How to Determine if the Cloud is Right
Selecting a cloud provider is not always easy. If you cannot find an existing well-defined path to a secure solution, you may need to consider the amount of work and the “right” cloud provider. As with any significant project in IT, it is advisable to apply strong project management controls to clarify requirements and ensure success. It sometimes surprises organizations that they still need skilled engineering support and security personnel to make integration projects work.
Companies should take particular care in dealing with security fundamentals. This would include: integrated access and authentication mechanisms, vendor/supply chain verification and analysis, testing continuity and disaster recovery processes, documenting standard operating procedures, and ensuring the training and the engagement of the internal support staff.
One significant advantage of using the cloud should be that the cloud vendor is already assessed and certified to meet its obligations to comply with regulations and standards. This sounds good, but understand that while you can inherit cloud controls, your firm remains responsible for the security and compliance of your system. Make certain that you not only receive the cloud vendor’s attestation reports (e.g., SOC2 or other attestation) but also read it to ensure that you understand where their controls will not be sufficient for your compliance obligations.
A good decision support tool is to use compliance requirements as part of the decision process.

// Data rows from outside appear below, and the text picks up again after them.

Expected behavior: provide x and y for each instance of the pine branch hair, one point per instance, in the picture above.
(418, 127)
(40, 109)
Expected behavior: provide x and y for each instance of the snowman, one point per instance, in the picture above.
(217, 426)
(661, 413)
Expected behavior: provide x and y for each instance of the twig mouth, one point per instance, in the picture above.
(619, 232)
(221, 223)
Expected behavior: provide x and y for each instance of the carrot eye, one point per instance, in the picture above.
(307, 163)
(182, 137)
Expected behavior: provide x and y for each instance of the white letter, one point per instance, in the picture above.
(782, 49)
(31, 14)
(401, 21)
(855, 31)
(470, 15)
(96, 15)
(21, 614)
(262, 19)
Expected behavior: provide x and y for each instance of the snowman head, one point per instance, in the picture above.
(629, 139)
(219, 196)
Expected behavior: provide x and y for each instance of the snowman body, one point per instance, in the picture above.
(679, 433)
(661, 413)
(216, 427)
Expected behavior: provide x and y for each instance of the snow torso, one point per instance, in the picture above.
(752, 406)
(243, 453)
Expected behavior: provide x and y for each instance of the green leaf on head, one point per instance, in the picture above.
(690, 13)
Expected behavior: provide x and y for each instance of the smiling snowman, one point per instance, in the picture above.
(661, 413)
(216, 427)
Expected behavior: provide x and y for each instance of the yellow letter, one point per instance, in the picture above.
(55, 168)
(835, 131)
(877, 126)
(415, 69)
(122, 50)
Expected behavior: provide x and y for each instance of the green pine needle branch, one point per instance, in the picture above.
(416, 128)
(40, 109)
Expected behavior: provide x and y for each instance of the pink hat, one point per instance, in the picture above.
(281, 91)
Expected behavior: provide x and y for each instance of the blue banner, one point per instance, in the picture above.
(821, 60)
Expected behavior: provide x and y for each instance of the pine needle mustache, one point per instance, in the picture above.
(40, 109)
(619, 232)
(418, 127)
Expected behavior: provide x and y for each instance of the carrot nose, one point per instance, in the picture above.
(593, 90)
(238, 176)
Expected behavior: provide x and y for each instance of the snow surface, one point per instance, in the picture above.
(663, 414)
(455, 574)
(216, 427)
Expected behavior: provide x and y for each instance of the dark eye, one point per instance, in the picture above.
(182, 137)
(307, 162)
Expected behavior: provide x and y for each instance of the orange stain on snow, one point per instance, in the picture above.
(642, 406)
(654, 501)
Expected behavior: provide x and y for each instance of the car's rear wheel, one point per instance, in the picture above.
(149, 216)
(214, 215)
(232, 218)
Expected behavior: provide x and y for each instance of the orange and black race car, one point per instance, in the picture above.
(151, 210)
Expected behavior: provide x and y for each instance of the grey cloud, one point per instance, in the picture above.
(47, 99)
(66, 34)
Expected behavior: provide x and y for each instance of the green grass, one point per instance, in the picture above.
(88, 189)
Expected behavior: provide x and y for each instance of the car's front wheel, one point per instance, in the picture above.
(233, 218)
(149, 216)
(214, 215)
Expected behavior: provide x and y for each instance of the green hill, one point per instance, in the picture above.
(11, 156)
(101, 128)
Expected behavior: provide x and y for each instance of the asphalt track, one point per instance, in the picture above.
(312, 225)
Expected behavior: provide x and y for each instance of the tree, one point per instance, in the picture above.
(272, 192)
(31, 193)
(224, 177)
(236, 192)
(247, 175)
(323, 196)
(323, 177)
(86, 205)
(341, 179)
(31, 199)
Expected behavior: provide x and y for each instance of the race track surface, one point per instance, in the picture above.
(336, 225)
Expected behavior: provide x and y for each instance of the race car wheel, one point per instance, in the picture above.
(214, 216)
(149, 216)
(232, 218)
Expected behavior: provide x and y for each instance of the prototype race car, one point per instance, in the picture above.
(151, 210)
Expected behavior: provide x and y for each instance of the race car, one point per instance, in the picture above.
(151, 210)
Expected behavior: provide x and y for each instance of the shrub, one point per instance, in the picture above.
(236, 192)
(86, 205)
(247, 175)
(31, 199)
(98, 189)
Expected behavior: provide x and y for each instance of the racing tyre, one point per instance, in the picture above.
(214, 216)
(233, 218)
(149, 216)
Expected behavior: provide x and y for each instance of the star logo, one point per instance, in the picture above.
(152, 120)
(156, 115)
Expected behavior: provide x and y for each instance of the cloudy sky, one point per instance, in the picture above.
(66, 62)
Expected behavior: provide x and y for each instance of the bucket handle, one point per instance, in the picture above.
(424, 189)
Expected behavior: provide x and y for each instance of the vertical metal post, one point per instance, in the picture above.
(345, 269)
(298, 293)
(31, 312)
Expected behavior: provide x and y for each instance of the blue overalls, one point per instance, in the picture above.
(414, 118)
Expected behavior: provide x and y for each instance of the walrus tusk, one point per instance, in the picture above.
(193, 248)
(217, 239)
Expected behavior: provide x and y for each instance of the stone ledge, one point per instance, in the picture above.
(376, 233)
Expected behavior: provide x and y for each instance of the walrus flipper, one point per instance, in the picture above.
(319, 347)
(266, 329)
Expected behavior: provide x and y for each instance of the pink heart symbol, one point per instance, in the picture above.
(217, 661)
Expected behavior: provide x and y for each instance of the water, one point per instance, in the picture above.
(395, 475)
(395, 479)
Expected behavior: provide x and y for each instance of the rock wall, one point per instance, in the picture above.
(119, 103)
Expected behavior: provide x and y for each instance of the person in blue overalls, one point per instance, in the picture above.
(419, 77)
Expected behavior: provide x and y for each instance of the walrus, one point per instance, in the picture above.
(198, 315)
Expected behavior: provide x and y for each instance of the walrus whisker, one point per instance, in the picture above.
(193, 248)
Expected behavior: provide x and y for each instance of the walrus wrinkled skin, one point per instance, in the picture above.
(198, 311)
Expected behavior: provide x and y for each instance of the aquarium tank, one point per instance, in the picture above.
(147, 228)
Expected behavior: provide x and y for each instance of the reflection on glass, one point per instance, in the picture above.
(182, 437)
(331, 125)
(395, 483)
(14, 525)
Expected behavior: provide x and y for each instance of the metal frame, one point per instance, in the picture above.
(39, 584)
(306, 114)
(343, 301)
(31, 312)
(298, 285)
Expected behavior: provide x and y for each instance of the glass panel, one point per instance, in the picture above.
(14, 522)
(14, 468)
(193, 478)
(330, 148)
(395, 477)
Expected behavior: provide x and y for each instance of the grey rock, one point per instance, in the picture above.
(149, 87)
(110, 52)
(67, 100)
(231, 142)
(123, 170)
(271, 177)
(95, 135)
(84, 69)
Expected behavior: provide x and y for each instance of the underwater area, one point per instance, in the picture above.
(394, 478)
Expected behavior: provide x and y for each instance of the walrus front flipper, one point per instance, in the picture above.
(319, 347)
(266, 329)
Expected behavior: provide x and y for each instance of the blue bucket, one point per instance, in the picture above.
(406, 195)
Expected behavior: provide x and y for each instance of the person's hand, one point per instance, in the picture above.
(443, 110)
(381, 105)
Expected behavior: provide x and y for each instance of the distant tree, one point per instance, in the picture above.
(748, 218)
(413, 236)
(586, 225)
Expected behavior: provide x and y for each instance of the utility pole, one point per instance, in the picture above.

Use the compliance framework as a feature checklist to ensure you get full coverage. Depending on the compliance framework, this might mean that the cloud environment covers 60% of controls, and the other 40% are internal to your firm. That is, while a cloud vendor’s certification controls can be used with your controls, it is still a system you own – and ultimately are responsible for.
Approaching the question of cloud vs. on-prem deployment of projects is really an opportunity to examine company systems and assess where best to deploy. As discussed, we can see there are scenarios where the deployment of on-prem solutions continues to make sense based on the controls and unique circumstances of the organization. For those that examine their environments and chose to deploy in the cloud, they should be careful to continue to follow good practices in project management and plan to make resources available to integrate smoothly.
The cost of IT systems procurement, design and engineering, operations, and maintenance is only part of the solution in today’s environment. Today, your clients or regulations may compel your system to meet high levels of security protection and compliance standards. Depending on the information you process or maintain, it is not unusual for privacy and security regulations to impact both sales and operations. These topics should be part of any decision regarding your IT projects and whether to use cloud or on-premises solutions.